The missing piece of the puzzle, according to Dwivedi, is the lack of local infrastructure for squashing the seed and processing the oil into SAF. His current research concentrates on modeling the environmental and financial feasibility of producing and consuming carinata-based SAF throughout Georgia, Alabama and Florida by taking a supply-chain perspective.
” Our results would be specifically pertinent to the state of Georgia, which is the sixth-largest customer of standard aviation fuel in the nation, hosts the busiest airport worldwide, and is home to Delta, a leading global airline company,” he stated. “I am anticipating pursuing more research for providing a sustainable alternative to our existing design of air travel.

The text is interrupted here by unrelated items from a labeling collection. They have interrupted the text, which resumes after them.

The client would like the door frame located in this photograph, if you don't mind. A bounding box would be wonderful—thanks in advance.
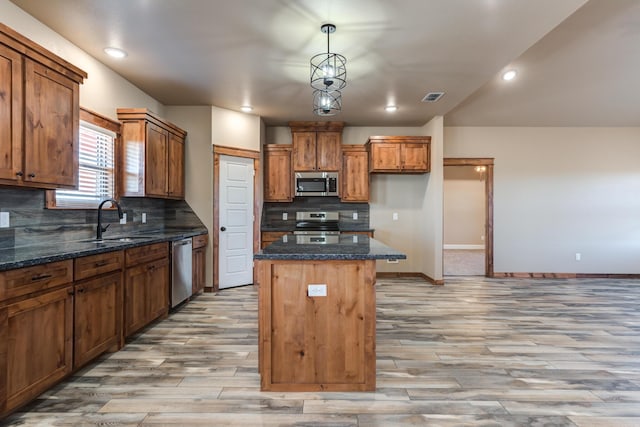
[211,145,260,291]
[443,157,495,277]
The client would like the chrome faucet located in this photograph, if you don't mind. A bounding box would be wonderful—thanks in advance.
[96,199,122,240]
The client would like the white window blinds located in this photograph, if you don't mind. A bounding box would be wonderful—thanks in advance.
[56,121,115,209]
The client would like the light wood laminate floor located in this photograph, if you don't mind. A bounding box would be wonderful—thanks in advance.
[0,277,640,427]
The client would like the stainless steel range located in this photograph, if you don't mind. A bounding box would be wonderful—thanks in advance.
[293,211,340,244]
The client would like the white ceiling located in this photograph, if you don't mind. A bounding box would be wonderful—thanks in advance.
[11,0,640,126]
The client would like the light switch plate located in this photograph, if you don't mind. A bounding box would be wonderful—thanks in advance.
[0,212,10,228]
[307,283,327,297]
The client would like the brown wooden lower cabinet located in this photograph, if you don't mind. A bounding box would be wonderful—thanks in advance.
[191,234,208,295]
[256,260,376,391]
[124,243,170,337]
[73,271,122,369]
[0,284,73,415]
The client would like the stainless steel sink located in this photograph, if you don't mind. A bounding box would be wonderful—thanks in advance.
[80,236,150,244]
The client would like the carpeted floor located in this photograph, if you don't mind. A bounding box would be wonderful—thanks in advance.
[442,249,485,276]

Carinata has the potential to be a great deal for our rural areas, the aviation industry, and most notably, environment change.”
Reference: “Break-even cost and carbon emissions of carinata-based sustainable air travel fuel production in the Southeastern United States” by Asiful Alam, Md Farhad Hossain Masum and Puneet Dwivedi, 21 August 2021, GCB Bioenergy.DOI: 10.1111/ gcbb.12888.

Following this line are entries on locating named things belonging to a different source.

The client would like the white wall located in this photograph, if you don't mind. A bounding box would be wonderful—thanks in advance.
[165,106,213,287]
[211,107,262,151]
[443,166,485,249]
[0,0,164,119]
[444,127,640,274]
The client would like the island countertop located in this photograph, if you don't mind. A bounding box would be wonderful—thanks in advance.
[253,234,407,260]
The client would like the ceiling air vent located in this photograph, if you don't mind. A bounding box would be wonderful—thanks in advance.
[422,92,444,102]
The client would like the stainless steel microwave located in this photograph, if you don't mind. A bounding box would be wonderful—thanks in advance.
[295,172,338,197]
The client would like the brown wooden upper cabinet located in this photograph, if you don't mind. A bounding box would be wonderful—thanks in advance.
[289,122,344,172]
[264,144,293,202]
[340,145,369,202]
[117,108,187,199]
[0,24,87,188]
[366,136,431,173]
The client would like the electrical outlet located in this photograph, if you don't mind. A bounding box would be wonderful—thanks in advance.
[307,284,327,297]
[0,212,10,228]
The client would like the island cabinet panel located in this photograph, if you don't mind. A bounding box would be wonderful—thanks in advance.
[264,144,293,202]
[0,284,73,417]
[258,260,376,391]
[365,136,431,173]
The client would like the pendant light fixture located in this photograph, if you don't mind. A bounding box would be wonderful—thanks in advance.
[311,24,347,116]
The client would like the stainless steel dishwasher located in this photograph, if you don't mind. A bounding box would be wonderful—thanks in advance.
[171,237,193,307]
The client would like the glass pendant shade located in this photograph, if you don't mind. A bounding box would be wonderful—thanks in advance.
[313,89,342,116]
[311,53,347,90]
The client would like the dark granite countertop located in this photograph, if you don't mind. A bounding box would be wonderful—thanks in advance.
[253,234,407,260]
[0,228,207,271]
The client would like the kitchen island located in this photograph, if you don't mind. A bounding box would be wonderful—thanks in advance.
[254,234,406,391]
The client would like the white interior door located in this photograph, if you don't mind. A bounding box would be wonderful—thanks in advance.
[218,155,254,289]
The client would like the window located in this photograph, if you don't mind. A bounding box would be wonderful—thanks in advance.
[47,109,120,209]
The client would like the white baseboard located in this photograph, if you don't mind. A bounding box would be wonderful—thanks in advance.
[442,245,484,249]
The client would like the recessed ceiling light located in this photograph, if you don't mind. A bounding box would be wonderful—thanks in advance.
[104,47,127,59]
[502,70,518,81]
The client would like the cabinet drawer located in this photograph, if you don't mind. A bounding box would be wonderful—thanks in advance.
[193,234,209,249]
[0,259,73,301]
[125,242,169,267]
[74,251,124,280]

Co-authors on the study include Asiful Alam and Md Farhad Hossain Masum, both at the University of Georgia. SPARC also includes Brian Bledsoe and Dan Geller, College of Engineering, and Henry Sintim and Greg Colson, College of Agricultural and Environmental Sciences.
Financing for this research study was gotten through the USDA-NIFA Bioenergy Coordinated Agricultural Project Grant # 2016-11231.
This research study is a part of an unique concern (” Sustainable Aviation Fuel Production from Brassica carinata in the Southern United States”) published in GCB Bioenergy.
Plant-based jet fuel could decrease emissions by 68%.
Changing petroleum-based aviation fuel with sustainable aviation fuel derived from a kind of mustard plant can reduce carbon emissions by approximately 68%, according to new research from University of Georgia researcher Puneet Dwivedi.
Dwivedi led a team that approximated the break-even rate and life cycle carbon emissions of sustainable aviation fuel (SAF) derived from oil gotten from Brassica carinata, a non-edible oilseed crop. The study was published in GCB Bioenergy.
” If we can protect feedstock supply and supply appropriate economic incentives along the supply chain, we might potentially produce carinata-based SAF in the southern United States,” said Dwivedi, associate teacher in the Warnell School of Forestry and Natural Resources. The air travel industry gives off 2.5% of all carbon dioxide emissions nationwide and is accountable for 3.5% of international warming. “Carinata-based SAF might help in reducing the carbon footprint of the air travel sector while producing economic opportunities and enhancing the circulation of community services across the southern area.”